EVOLUTION OF EPIDEMIOLOGIC EVIDENCE
Exposure assessment
A very important aspect of all epidemiologic studies is reliable exposure assessment. For studies of power frequency electric and magnetic
field exposures, it has not been a simple task. Exposure is ubiquitous in modern societies wherever electricity is used, but exposure cannot be
detected (i.e., seen, heard or sensed) without instrumentation. For both electric and magnetic fields many physical characteristics can be measured,
but due to lack of any known and accepted biophysical mechanism to explain a carcinogenic effect, it is not known which parameter or combination of
parameters should be measured in an epidemiologic study. Exposures to electric and magnetic fields are also highly variable both in space and time.
Intensity of exposure decreases exponentially with distance from many sources; therefore, sharp differences in exposure could be observed within
relatively short distances. Temporal changes in exposure may occur rapidly within seconds or minutes (short-term variability), but exposure patterns
may also change with seasons and years (long-term variability) (Foliart et al., 2002). Exposure to electric and magnetic fields may also exhibit
variation by behavioral characteristics; more active individuals may encounter sources of high exposures more frequently (EPRI, 2003b).

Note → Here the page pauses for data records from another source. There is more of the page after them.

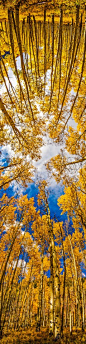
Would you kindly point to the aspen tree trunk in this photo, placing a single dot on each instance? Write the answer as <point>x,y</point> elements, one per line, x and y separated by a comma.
<point>55,328</point>
<point>83,308</point>
<point>42,287</point>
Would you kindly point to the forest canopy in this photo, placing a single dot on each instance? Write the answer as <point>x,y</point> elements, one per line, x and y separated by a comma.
<point>43,103</point>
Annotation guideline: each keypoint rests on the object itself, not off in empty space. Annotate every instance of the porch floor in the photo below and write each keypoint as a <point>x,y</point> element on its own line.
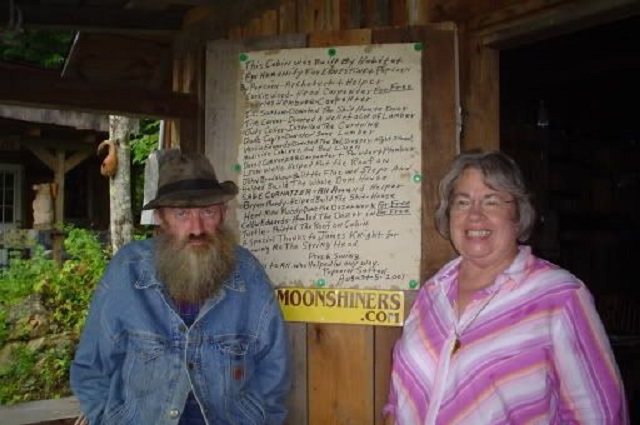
<point>43,412</point>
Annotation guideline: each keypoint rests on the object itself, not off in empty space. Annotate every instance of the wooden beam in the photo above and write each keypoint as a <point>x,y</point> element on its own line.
<point>76,159</point>
<point>56,93</point>
<point>223,17</point>
<point>517,24</point>
<point>44,156</point>
<point>98,18</point>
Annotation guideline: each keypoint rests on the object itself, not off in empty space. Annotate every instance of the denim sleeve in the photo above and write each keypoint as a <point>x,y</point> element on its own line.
<point>93,363</point>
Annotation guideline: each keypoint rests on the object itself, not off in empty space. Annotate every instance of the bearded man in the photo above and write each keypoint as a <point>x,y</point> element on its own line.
<point>184,328</point>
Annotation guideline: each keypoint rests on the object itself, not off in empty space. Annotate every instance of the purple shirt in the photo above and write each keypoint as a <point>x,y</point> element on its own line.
<point>532,350</point>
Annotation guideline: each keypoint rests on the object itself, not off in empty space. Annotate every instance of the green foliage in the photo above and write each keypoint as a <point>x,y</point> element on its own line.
<point>65,292</point>
<point>144,142</point>
<point>68,292</point>
<point>36,374</point>
<point>47,49</point>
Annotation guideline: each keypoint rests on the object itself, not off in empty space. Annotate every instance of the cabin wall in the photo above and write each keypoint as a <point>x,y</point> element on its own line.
<point>341,371</point>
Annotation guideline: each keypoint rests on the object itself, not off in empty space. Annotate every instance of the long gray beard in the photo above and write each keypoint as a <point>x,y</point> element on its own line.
<point>195,273</point>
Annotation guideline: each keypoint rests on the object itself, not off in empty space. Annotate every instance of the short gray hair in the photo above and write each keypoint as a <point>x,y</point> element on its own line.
<point>500,173</point>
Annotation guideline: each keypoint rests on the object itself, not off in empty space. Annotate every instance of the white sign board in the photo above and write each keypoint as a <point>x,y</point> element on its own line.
<point>330,165</point>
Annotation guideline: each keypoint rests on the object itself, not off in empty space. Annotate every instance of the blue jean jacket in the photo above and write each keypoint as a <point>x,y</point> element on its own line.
<point>137,361</point>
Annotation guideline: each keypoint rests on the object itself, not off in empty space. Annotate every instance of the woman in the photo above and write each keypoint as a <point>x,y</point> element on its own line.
<point>499,336</point>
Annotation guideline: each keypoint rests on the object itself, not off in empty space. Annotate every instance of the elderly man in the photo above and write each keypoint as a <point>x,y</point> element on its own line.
<point>184,328</point>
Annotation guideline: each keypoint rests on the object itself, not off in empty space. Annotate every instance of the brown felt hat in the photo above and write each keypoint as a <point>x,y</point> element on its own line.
<point>188,180</point>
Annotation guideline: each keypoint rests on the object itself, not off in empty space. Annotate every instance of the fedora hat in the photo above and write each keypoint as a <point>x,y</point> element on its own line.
<point>188,180</point>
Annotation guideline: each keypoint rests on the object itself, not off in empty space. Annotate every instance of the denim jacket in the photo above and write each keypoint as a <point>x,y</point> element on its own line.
<point>137,361</point>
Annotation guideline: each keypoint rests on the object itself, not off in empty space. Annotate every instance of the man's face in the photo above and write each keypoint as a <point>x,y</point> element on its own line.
<point>191,225</point>
<point>195,253</point>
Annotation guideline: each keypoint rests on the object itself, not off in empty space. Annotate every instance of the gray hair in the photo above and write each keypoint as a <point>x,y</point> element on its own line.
<point>500,173</point>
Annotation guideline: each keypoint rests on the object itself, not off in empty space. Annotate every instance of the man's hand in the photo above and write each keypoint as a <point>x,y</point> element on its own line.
<point>82,420</point>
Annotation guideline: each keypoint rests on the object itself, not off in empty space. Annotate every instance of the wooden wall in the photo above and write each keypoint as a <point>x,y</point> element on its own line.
<point>341,372</point>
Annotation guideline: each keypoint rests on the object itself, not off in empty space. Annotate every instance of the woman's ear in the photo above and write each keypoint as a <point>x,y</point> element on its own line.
<point>157,216</point>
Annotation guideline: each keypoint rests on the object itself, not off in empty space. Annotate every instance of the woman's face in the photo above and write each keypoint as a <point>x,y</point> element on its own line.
<point>482,221</point>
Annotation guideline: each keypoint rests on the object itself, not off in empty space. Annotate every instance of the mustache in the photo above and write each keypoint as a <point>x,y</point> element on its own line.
<point>204,237</point>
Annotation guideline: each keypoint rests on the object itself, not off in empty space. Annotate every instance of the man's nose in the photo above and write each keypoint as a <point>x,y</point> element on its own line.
<point>196,227</point>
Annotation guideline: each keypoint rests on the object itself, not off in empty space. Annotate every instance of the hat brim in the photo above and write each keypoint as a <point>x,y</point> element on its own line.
<point>195,198</point>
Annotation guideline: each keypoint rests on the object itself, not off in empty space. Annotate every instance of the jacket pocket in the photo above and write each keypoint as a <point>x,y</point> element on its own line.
<point>145,364</point>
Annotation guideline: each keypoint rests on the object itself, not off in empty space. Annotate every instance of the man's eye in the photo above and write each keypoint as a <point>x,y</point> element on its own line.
<point>461,203</point>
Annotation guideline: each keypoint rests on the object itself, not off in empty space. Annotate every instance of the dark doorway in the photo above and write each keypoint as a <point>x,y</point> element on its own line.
<point>570,117</point>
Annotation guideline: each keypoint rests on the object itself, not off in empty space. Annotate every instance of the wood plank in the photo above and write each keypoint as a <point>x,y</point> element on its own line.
<point>440,125</point>
<point>340,38</point>
<point>287,19</point>
<point>481,93</point>
<point>398,13</point>
<point>340,374</point>
<point>298,397</point>
<point>520,24</point>
<point>56,93</point>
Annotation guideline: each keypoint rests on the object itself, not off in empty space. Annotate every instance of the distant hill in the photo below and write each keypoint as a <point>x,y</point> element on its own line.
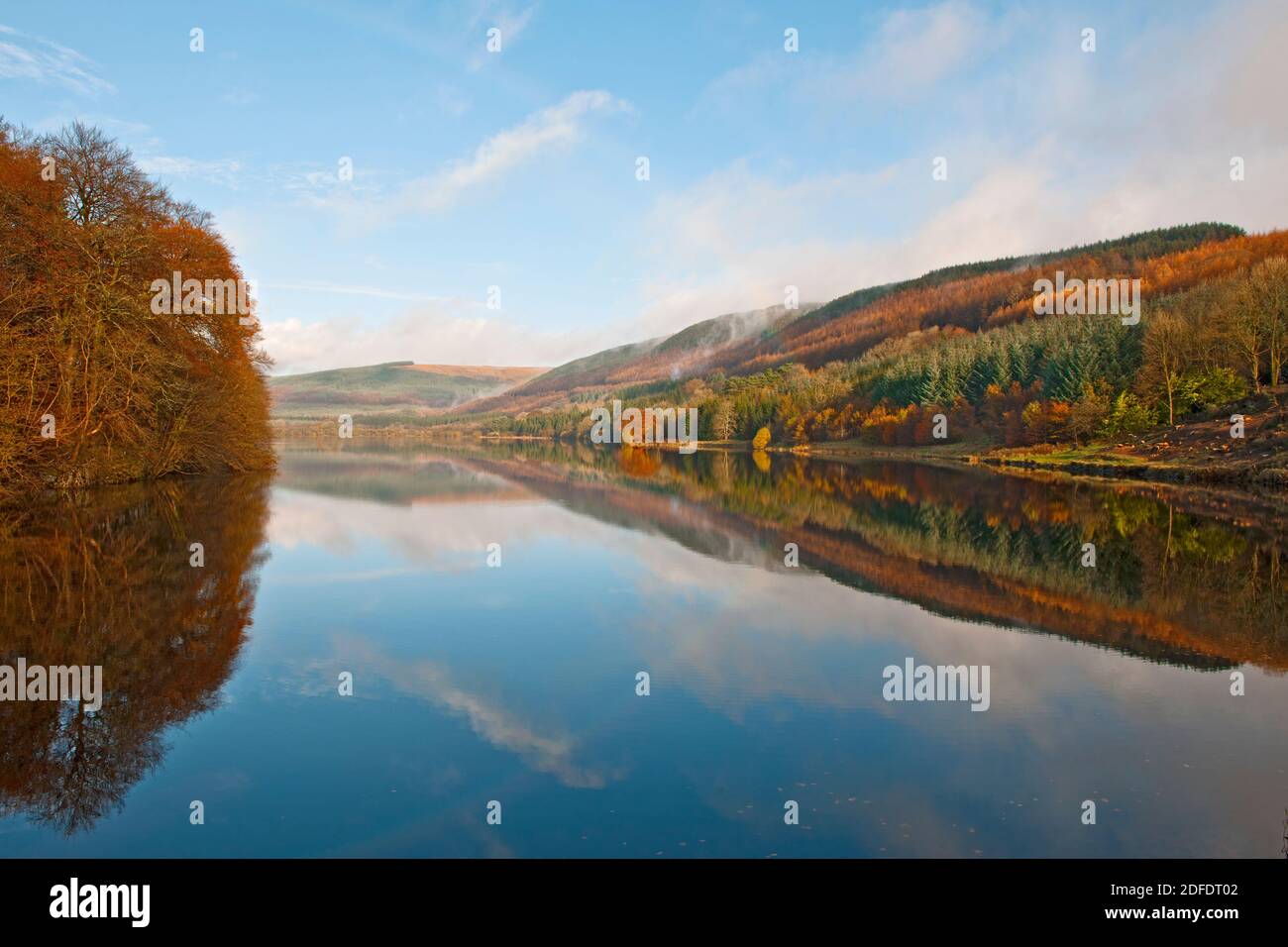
<point>682,355</point>
<point>393,388</point>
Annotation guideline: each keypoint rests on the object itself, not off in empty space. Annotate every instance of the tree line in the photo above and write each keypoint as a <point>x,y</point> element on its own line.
<point>97,385</point>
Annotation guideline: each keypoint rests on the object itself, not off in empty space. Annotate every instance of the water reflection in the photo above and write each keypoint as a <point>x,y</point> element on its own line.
<point>516,684</point>
<point>104,579</point>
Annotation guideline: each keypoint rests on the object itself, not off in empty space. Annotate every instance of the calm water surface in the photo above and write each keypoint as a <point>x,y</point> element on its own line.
<point>518,684</point>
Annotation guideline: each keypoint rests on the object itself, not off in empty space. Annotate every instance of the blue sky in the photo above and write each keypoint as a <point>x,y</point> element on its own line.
<point>516,169</point>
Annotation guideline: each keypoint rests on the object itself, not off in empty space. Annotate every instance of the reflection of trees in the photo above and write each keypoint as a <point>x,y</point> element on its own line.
<point>1168,583</point>
<point>104,579</point>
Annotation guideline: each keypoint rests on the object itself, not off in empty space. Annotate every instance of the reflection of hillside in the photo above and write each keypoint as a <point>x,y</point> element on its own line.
<point>104,579</point>
<point>381,474</point>
<point>1168,586</point>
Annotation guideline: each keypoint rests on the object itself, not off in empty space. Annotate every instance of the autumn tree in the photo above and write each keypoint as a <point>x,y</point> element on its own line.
<point>98,386</point>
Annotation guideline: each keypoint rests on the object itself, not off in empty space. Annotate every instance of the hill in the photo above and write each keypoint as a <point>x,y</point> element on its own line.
<point>391,388</point>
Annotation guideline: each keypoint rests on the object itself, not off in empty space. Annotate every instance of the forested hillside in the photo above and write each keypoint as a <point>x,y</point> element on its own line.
<point>400,389</point>
<point>967,342</point>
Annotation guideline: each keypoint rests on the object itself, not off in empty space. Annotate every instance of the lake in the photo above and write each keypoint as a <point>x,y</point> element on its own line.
<point>496,604</point>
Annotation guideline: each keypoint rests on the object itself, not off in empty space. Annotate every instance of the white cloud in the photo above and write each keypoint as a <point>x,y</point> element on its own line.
<point>44,60</point>
<point>544,132</point>
<point>1093,149</point>
<point>224,171</point>
<point>912,52</point>
<point>449,331</point>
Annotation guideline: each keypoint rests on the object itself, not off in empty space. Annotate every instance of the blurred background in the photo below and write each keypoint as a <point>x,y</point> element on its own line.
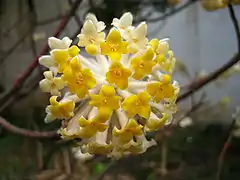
<point>203,38</point>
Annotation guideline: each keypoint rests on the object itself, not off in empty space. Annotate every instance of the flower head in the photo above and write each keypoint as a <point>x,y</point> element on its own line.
<point>107,98</point>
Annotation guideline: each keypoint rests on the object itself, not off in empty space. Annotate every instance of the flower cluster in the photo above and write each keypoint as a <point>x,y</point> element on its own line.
<point>109,101</point>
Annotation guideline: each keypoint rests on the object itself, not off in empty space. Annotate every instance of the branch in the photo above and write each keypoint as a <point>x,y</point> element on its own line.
<point>19,82</point>
<point>25,132</point>
<point>173,12</point>
<point>235,24</point>
<point>229,138</point>
<point>195,86</point>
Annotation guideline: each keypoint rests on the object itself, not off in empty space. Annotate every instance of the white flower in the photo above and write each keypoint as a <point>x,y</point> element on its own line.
<point>51,84</point>
<point>137,38</point>
<point>80,155</point>
<point>122,92</point>
<point>49,63</point>
<point>90,37</point>
<point>187,121</point>
<point>99,25</point>
<point>55,43</point>
<point>124,24</point>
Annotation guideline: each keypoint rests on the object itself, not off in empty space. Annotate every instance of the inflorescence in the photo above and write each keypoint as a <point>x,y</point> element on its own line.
<point>110,100</point>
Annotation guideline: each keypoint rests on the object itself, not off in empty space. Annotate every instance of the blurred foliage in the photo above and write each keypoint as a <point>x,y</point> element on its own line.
<point>106,10</point>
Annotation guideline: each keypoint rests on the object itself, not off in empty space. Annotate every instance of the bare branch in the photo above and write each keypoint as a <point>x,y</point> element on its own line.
<point>26,132</point>
<point>197,85</point>
<point>19,82</point>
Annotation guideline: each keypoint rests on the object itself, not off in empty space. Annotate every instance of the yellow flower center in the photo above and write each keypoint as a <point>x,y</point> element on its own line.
<point>118,75</point>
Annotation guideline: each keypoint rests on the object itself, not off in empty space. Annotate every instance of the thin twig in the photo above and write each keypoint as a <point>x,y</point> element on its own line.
<point>10,50</point>
<point>235,24</point>
<point>230,135</point>
<point>197,85</point>
<point>105,171</point>
<point>26,132</point>
<point>171,13</point>
<point>19,82</point>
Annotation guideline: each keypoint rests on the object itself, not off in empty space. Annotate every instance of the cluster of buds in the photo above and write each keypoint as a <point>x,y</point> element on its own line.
<point>212,5</point>
<point>121,90</point>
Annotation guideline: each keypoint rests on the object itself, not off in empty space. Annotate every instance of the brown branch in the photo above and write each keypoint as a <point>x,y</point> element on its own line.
<point>195,86</point>
<point>171,13</point>
<point>19,82</point>
<point>25,132</point>
<point>230,135</point>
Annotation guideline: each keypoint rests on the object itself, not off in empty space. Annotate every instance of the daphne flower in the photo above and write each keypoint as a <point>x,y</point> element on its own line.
<point>59,110</point>
<point>100,26</point>
<point>108,97</point>
<point>91,35</point>
<point>51,84</point>
<point>114,46</point>
<point>137,38</point>
<point>55,43</point>
<point>79,80</point>
<point>124,24</point>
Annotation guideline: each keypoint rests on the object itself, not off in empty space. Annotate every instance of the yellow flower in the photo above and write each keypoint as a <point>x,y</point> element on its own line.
<point>118,75</point>
<point>161,90</point>
<point>114,46</point>
<point>51,84</point>
<point>90,36</point>
<point>127,133</point>
<point>142,65</point>
<point>59,110</point>
<point>137,38</point>
<point>63,56</point>
<point>137,104</point>
<point>161,49</point>
<point>106,100</point>
<point>154,123</point>
<point>97,148</point>
<point>78,80</point>
<point>90,127</point>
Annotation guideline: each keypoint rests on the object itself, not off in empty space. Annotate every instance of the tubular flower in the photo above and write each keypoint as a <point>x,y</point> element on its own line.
<point>124,24</point>
<point>51,84</point>
<point>137,38</point>
<point>114,46</point>
<point>140,103</point>
<point>142,65</point>
<point>79,80</point>
<point>91,35</point>
<point>112,100</point>
<point>164,56</point>
<point>59,110</point>
<point>118,75</point>
<point>161,90</point>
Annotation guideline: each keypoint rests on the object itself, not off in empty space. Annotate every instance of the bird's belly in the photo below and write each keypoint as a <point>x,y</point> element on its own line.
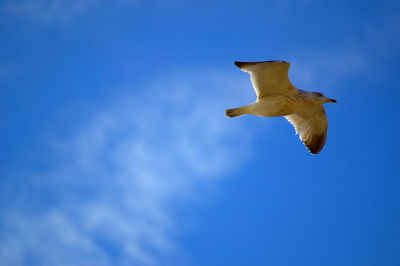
<point>277,106</point>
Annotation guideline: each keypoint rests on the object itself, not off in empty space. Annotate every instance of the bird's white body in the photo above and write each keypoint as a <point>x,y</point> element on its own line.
<point>281,105</point>
<point>276,96</point>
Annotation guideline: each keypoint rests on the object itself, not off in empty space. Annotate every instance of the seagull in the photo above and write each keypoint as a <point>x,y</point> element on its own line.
<point>276,96</point>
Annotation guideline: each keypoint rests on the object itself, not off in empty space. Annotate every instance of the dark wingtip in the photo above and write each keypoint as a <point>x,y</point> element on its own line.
<point>316,144</point>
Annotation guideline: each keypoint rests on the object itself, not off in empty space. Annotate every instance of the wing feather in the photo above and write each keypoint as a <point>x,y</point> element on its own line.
<point>312,126</point>
<point>268,77</point>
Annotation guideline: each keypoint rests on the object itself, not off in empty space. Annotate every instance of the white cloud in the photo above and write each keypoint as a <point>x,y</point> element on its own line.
<point>112,197</point>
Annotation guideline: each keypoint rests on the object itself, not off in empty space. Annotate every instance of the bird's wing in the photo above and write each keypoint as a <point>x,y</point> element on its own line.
<point>269,77</point>
<point>312,125</point>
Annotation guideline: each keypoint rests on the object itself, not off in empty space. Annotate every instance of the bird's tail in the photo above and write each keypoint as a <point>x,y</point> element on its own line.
<point>234,112</point>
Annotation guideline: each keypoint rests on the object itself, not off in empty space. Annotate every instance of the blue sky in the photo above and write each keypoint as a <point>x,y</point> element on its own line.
<point>115,148</point>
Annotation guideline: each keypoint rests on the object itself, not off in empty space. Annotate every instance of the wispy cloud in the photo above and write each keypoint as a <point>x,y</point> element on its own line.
<point>112,196</point>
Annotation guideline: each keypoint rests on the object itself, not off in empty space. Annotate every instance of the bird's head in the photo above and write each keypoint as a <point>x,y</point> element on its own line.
<point>322,98</point>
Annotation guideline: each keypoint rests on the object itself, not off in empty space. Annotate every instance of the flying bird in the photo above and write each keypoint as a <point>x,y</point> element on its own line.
<point>276,96</point>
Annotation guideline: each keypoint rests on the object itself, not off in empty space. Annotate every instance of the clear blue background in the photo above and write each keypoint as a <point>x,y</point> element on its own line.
<point>115,149</point>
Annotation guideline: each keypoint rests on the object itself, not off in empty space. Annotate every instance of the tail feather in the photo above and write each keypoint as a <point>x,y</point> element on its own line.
<point>233,112</point>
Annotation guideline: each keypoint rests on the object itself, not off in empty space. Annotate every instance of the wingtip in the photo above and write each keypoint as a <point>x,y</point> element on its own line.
<point>240,64</point>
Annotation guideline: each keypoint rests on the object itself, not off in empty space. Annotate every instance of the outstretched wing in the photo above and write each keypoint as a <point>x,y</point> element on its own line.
<point>269,77</point>
<point>312,126</point>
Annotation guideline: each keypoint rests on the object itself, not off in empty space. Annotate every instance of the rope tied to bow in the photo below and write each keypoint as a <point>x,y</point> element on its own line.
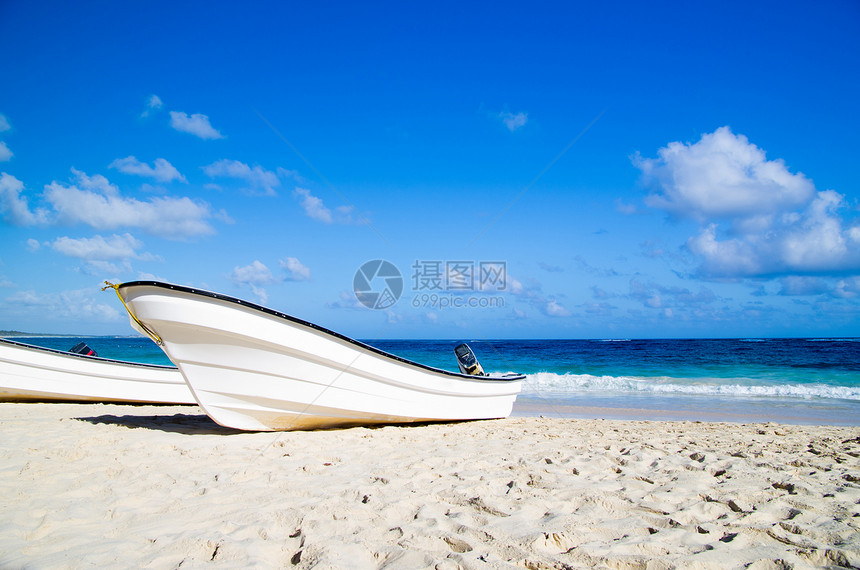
<point>155,338</point>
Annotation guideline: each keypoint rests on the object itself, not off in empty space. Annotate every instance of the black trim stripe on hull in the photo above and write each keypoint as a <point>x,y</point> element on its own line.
<point>318,328</point>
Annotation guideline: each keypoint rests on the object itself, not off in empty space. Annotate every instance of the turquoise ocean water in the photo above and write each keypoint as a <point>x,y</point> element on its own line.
<point>811,380</point>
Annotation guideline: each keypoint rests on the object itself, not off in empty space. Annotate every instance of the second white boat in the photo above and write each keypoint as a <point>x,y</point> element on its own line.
<point>254,368</point>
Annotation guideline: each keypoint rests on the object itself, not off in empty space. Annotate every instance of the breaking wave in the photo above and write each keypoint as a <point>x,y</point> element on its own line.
<point>543,382</point>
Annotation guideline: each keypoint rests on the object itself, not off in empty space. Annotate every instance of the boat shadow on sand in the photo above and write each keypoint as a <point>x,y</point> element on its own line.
<point>201,424</point>
<point>188,424</point>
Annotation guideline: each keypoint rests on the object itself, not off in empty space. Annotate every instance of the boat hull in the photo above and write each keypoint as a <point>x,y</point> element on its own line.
<point>256,369</point>
<point>31,373</point>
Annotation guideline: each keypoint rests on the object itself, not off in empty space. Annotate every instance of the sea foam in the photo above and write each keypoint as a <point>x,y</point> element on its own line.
<point>542,382</point>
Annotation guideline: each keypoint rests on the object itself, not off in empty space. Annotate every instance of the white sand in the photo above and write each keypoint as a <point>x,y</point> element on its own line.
<point>113,486</point>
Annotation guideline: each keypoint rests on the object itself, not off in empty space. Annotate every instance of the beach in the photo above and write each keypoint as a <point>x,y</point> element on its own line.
<point>120,486</point>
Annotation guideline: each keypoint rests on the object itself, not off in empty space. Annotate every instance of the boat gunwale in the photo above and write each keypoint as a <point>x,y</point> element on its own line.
<point>318,328</point>
<point>85,357</point>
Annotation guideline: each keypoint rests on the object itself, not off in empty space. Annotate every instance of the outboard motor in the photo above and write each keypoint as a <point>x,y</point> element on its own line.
<point>467,361</point>
<point>82,348</point>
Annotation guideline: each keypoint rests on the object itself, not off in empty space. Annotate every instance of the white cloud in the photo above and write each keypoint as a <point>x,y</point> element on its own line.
<point>554,309</point>
<point>75,305</point>
<point>295,270</point>
<point>758,219</point>
<point>162,170</point>
<point>812,241</point>
<point>14,207</point>
<point>722,175</point>
<point>152,104</point>
<point>513,121</point>
<point>254,275</point>
<point>313,206</point>
<point>96,202</point>
<point>196,124</point>
<point>115,247</point>
<point>316,209</point>
<point>260,181</point>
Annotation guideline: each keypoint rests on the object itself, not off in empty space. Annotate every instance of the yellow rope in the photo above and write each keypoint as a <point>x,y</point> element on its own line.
<point>155,338</point>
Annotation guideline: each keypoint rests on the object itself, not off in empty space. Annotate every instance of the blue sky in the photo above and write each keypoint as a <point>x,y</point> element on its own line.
<point>680,170</point>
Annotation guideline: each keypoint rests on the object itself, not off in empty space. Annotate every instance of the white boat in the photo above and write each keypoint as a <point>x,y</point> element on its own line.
<point>33,373</point>
<point>254,368</point>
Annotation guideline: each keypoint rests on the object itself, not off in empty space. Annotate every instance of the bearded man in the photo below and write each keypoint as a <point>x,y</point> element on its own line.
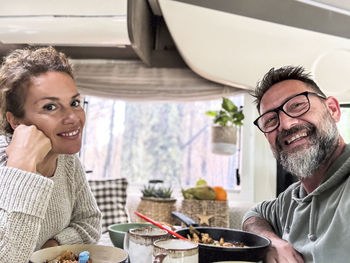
<point>308,222</point>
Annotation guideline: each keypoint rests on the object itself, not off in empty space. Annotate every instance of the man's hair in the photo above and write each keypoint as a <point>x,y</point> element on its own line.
<point>275,76</point>
<point>16,72</point>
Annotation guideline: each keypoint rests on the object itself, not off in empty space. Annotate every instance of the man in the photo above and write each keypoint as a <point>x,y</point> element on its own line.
<point>309,221</point>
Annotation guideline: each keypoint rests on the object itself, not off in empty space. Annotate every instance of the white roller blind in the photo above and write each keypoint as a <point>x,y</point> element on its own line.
<point>133,81</point>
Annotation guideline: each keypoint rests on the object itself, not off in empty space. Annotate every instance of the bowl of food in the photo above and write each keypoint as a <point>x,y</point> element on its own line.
<point>117,232</point>
<point>69,253</point>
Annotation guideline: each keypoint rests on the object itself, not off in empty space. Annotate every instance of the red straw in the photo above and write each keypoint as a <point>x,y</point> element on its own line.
<point>159,225</point>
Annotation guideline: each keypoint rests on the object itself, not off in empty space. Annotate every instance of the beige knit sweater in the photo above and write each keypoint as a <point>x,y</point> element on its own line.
<point>34,208</point>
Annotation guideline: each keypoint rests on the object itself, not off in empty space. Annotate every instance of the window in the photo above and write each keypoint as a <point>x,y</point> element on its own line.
<point>344,123</point>
<point>143,141</point>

Exposure assessment methods evolved greatly in epidemiologic studies examining potential health effects of electric and
magnetic fields. The first published study used a crude dichotomous categorization (high current configuration code versus low current configuration
code) based on characteristics of transmission and distribution lines near the subjects’ homes and the estimated distance between the lines and homes
both obtained through visual inspection and simple measurements (Wertheimer and Leeper, 1979). In later studies, wire code categories were further
refined to include four, and – with the inclusion of buried cables – five categories (Savitz et al, 1988; Linet et al., 1997). Some studies also
used, as exposure measures, the simple distance from the subjects’ homes to transmission and distribution lines and substations (UKCCS, 2000).
In comparison to wire code categories, historical magnetic field calculations near transmission lines represented further
refinement in exposure assessment (Feychting and Ahlbom, 1993). Calculated fields relied not only on the power lines’ physical characteristics and
their distance from the homes, but it also incorporated information on the lines’ recorded historical load over the study years.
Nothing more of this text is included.